Stage 5 was going to be a hard one. A 25 K climb right from the gun and lots of hard climbs and technical descents. Racing here has also been a bit unorthodox as the African teams are not highly schooled in cycling strategy and therefore they try some crazy things that make us scratch our head and then figure out if we need to respond or not. Today’s race was more chess with Kiel getting up the road with 2 South Africans an Ethiopian and a Rwandan. They made their break on a downhill and got up to 3 minutes and then the negotiating started. We were going back and forth with the South African squad trying to explain that we would work with them and they could move their riders up to second and third on GC however their team director wasn’t interested so Keil rode tempo to the end and buried them for the stage win.
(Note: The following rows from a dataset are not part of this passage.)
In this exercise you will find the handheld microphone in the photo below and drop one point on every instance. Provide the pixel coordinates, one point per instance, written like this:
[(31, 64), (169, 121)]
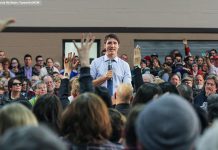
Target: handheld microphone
[(110, 65)]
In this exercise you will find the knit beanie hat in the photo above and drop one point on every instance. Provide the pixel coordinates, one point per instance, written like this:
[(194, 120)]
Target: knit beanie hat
[(168, 122)]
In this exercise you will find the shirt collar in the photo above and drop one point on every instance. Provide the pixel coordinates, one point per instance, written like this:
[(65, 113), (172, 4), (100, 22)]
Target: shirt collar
[(106, 58)]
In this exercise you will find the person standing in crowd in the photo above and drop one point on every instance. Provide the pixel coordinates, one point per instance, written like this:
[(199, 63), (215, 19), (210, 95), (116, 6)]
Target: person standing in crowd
[(198, 84), (6, 64), (49, 83), (213, 68), (49, 69), (15, 66), (39, 63), (118, 73), (14, 94), (211, 86), (27, 70), (124, 57)]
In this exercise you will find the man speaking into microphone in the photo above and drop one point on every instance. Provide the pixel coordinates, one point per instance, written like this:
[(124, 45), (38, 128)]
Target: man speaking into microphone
[(109, 70)]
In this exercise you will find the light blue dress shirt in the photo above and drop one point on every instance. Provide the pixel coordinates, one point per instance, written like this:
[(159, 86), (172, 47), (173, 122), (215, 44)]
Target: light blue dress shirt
[(120, 68)]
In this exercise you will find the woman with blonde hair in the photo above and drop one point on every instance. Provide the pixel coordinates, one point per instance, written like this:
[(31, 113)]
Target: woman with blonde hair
[(15, 115)]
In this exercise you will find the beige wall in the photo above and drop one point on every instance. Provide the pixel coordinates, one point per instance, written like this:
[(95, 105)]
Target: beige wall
[(114, 13), (50, 44)]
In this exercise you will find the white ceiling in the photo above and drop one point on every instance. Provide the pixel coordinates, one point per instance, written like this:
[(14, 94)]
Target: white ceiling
[(114, 13)]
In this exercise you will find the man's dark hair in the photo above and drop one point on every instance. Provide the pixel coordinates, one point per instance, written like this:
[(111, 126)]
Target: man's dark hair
[(27, 55), (111, 36)]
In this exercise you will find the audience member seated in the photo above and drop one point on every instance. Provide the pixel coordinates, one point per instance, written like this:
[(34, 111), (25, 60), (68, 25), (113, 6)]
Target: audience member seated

Joey rolled through a couple of minutes later and stayed in yellow with Keil now moving to second. 5 wins in 5 stages. Not bad considering we only had 2 wins all year long as a team before this.
The hotel was a real adventure. Very nice people but a light bulb from the ceiling, one bed, no running water on the top floor- pressure couldn’t get it up there. Door handles had been removed and the doors themselves were paper thin however the walls were 12” thick concrete. 2 amusing items – Jack and I would get to share a bed and the toilet faced a floor to ceiling window 3 feet away that would open from the 6th floor overlooking the entire city. It was quite a view and others from the team would visit us just to use the toilet. While in there at one point I hear Jack exclaim “My People!” I’m not sure who looked up but it was pretty funny. Dinner was ok 2 Guinness and an orange but fortunately had scored Nutella and crackers earlier in the day so it certainly wasn’t the most nutritious meal but I won’t get scurvy.
My med count is dwindling – people are loving the pepto and I have been giving it out like candy. I have gone through 60 in 5 days. Basically almost everyone has had some stomach issues to this point. I had to go to a Rwandan pharmacy to try to find more. It’s very much like a European one here you have ask the pharmacist what you want and they help you out. I asked for “pink tablets to aid digestion” and bam, they had some. Looks like it might just be and antacid but I will go with what I can get. I have given out a bunch of ibuprofen, some cipro, phenergan, Benadryl… I don’t leave the room anymore without carrying my bag of meds as invariably I will see someone who will ask me for something and I have to return to the room.